Coffee is of course as much a part of this discussion as Nike sneakers, and there are plenty of coffee charities. Some operate apart from the sale of coffee, some attach themselves as a premium to the price we pay for a cup or a bag of beans.
I’ve given to plenty of charities and actively abstained from giving to just as many for all the complex reasons contained in the discussions mentioned above. Right now I’m just trying to understand what I consume; because I consume a lot of coffee, and all of it’s in ignorance. Before I consider whether or not I, or anyone else, will/should “do something” to make the situation better, I want to know what “the situation” is. And that month and a half I’ve spent doing that has shown me that the year I’ve allotted myself to do nothing but will hardly be enough time to scratch the surface.
Regulation
While consumers furrow their brows at the prices and the maze of stamps on bags of coffee at the supermarket (“Is the Fair Trade worth another $2.16? How do I know that money is even going to the farmer? What if I get the one that’s Organic and Bird Friendly for just $1.83 more than generic? Does Organic mean that the farmers also make more? What does ‘Bird Friendly’ even mean? Can they still use pesticides and stuff on Bird Friendly farms?), distributors and marketers are hard at work behind the scenes trying to extend sustainable certifications to a larger share of the market, but without any attempts to make it easier for consumers to buy coffee that we can be sure actually does something good for someone or someplace.

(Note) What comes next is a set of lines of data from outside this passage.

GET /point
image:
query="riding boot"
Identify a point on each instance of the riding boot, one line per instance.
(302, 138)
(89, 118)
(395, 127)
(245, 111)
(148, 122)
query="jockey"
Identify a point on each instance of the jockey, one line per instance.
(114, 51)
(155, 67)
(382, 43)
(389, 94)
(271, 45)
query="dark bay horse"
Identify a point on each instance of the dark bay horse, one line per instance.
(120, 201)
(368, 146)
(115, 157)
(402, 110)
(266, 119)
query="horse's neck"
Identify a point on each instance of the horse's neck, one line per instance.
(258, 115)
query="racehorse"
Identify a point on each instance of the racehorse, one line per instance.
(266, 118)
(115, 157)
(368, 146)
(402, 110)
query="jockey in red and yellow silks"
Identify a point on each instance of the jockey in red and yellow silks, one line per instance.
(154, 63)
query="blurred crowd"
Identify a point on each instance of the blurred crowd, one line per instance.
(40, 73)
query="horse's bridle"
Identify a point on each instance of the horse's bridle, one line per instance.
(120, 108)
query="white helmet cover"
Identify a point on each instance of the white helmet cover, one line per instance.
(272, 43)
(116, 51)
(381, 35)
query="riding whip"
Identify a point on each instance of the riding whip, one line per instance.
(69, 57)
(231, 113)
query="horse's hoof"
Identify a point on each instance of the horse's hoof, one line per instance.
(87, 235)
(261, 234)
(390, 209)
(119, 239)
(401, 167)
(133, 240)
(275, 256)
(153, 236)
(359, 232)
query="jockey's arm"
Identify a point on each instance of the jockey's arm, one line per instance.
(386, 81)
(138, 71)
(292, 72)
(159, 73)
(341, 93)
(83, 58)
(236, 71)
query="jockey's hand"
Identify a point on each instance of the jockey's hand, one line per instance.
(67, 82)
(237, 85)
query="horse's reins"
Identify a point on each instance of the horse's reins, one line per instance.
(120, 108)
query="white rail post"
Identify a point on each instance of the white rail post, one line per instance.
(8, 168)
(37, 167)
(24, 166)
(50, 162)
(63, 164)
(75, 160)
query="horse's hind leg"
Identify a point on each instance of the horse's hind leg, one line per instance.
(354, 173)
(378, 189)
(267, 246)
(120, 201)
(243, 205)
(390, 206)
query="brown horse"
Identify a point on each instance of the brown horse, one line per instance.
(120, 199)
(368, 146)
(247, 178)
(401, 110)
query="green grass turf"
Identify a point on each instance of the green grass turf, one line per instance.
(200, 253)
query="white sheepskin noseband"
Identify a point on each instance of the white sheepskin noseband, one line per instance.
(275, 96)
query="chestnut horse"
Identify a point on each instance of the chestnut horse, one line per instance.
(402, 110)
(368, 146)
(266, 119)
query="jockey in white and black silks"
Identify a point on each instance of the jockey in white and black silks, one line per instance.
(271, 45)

At the International Coffee Organization’s Seminar on Certification and Sustainability Assessment on September 25th in London, Rainforest Alliance still used vast, vague phrases like, “workers enjoy better working and housing conditions, access to schools and medical facilities” to define the goals of granting farms/companies with their stamp.
Having only been investigating the intricacies of coffee since February, I’m pretty far from an industry expert. But I have learned that unless you can control the sun and the slope of the hill-and maybe even then, growing coffee’s always going to be a rough business. What farmers want is to be compensated for dealing with that roughness. That didn’t seem to enter into the themes of the experts’ presentations.
Resilience
Out of respect for the courage it took this woman to tell her story, I won’t trivialize what she’s gone through by trying to condense it at the end of a quotidian blog post. Her story could actually become a book of its own. Maybe it will. What started as a conversation about coffee transformed into the story of her life, a story which proves that even when pushed past the limits of what’s right, what’s fair, what’s humane, people can recover. Suffering has many shapes, and no nation, no bank account, no hero has dominion over resilience.